As a QSA, when a gap is discovered, rework of previous reviews is necessary. Additionally, new documentation from the customer on how they will ensure the gap will not occur again is required. Depending on the extent and risk of the gap, a QSA may now need to look at an increased sample size up to all in-scope systems--not just a sample set. The more compliance is part of daily work efforts, the more straightforward the assessment will be for both sides.

Example 2: What is Required

As a GRC lead, when a QSA asked a question that I felt did not align with a requirement, it put me on the defensive and I immediately went back to one of my two favorite questions – “Why do you need that?“ Part of my responsibility was to ensure the QSA stayed on track, looking at the situation within the organization, and determining if a call-out was necessary. This can be challenging.

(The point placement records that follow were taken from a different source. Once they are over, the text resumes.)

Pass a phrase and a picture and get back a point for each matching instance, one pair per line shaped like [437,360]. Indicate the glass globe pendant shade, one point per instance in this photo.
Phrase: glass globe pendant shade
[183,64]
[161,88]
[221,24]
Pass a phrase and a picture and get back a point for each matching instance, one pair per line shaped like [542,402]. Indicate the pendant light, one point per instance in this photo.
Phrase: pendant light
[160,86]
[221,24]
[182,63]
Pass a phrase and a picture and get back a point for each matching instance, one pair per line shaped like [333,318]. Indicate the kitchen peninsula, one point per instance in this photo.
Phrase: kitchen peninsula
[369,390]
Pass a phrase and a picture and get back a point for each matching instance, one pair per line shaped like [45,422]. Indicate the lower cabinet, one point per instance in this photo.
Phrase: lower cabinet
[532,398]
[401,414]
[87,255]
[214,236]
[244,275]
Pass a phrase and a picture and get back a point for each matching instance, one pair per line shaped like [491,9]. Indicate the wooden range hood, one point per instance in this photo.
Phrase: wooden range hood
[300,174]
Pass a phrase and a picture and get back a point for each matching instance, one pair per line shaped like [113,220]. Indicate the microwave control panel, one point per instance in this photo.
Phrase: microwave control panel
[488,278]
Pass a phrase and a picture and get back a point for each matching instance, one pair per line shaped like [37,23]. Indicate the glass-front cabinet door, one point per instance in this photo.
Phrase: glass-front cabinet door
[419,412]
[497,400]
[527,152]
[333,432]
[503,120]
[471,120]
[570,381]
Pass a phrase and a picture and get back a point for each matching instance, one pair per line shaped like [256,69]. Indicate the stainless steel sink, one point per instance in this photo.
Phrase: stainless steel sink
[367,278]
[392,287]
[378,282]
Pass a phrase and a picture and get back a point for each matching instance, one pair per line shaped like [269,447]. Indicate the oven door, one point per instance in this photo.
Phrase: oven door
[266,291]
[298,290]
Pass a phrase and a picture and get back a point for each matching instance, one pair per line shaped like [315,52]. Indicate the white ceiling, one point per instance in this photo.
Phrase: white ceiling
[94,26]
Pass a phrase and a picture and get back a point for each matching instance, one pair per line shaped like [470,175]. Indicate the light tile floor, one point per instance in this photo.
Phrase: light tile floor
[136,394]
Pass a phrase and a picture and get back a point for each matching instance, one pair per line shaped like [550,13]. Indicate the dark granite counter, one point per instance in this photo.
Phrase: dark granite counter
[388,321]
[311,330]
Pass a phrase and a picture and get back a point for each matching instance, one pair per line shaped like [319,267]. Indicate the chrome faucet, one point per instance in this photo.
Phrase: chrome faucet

One year, we were working with a new QSA who insisted that our Information Security Policy use the word “must” versus “should”. The impact of this change had a ripple effect in the organization when it really didn’t need to. “Should” would have still met the spirit of what is intended by the PCI requirement. As a QSA, this lesson resonates with me during all my assessments. When I ask for additional information or call something out, it needs to be significant and important to the customer’s overall business security.

 

Teamwork makes the dreamwork – and achieving compliance, much easier

Now that I have been on both sides, I wanted to share a few suggestions that I believe can make getting through an annual PCI assessment easier, more efficient, and simply less hard. And guess what? It requires consideration from both sides.

#TeamGovernance

If you are reading this and are on the governance side, here are some things to consider for a smoother assessment:

  1. Be prepared – Having confidence in your organization’s execution of the PCI requirements shows confidence and strong management while going through the assessment.
  2. Start preparing long before the assessors are onsite. If there hasn’t been a lot of change from last year’s assessment, use it as a springboard for the current year.
    1. Have all documentations and procedures pulled together, validated for review and delivered to the assessor ahead of time.
    2. Ensure teams understand the requirements by performing mock interviews to ensure the team is prepared for the interviews.
  3. Build remediation time into your schedule. Set the expectation upfront when providing a status update to Senior Management.
  4. Understand the bottlenecks in your organization. Develop a plan upfront to address the challenges you will face.
  5. Understand the work effort the QSA must complete in order to meet the PCI DSS requirements to finalize the ROC. Like I point out, there is more to do than just checking the boxes.
  6. Look for consistency year over year. If you can get the same QSA, that helps significantly as they are knowledgeable about the environment.
  7. Work with your QSA on timing so you know when to expect the ROC, eliminating the need to ask for it over and over.

 

#TeamQSA

If you are reading this and you are a QSA, here are things to consider:

  1. Put yourself in the shoes of the compliance lead. Most QSA’s are from a technical background. Not all compliance leads are technical, and it is not their only responsibility. Just for me alone in my GRC role, the PCI assessment was only one area of my responsibilities.
  2. Let the client know how you work. What is your cadence? How do you approach the work effort required to complete the ROC?
  3. Don’t put your client on the defensive.
  4. Remember, the assessment is not their primary business purpose; selling a product or service is their business.
  5. Be proactive in providing a list of items needed for review in the preassessment phase.
  6. Keep your client informed on your progress to complete the ROC. Your point of contact must keep their management updated.

 

Today, I find that my past role and my current role really help me empathize with my clients while completing their PCI assessments. I understand the point of contact’s role and what they need from me during the PCI assessment process. I have experienced their challenges within the organization. I really do believe that the PCI assessment process can be a much smoother one when we work together. And,

I don’t get bothered when they ask me – Where is my ROC?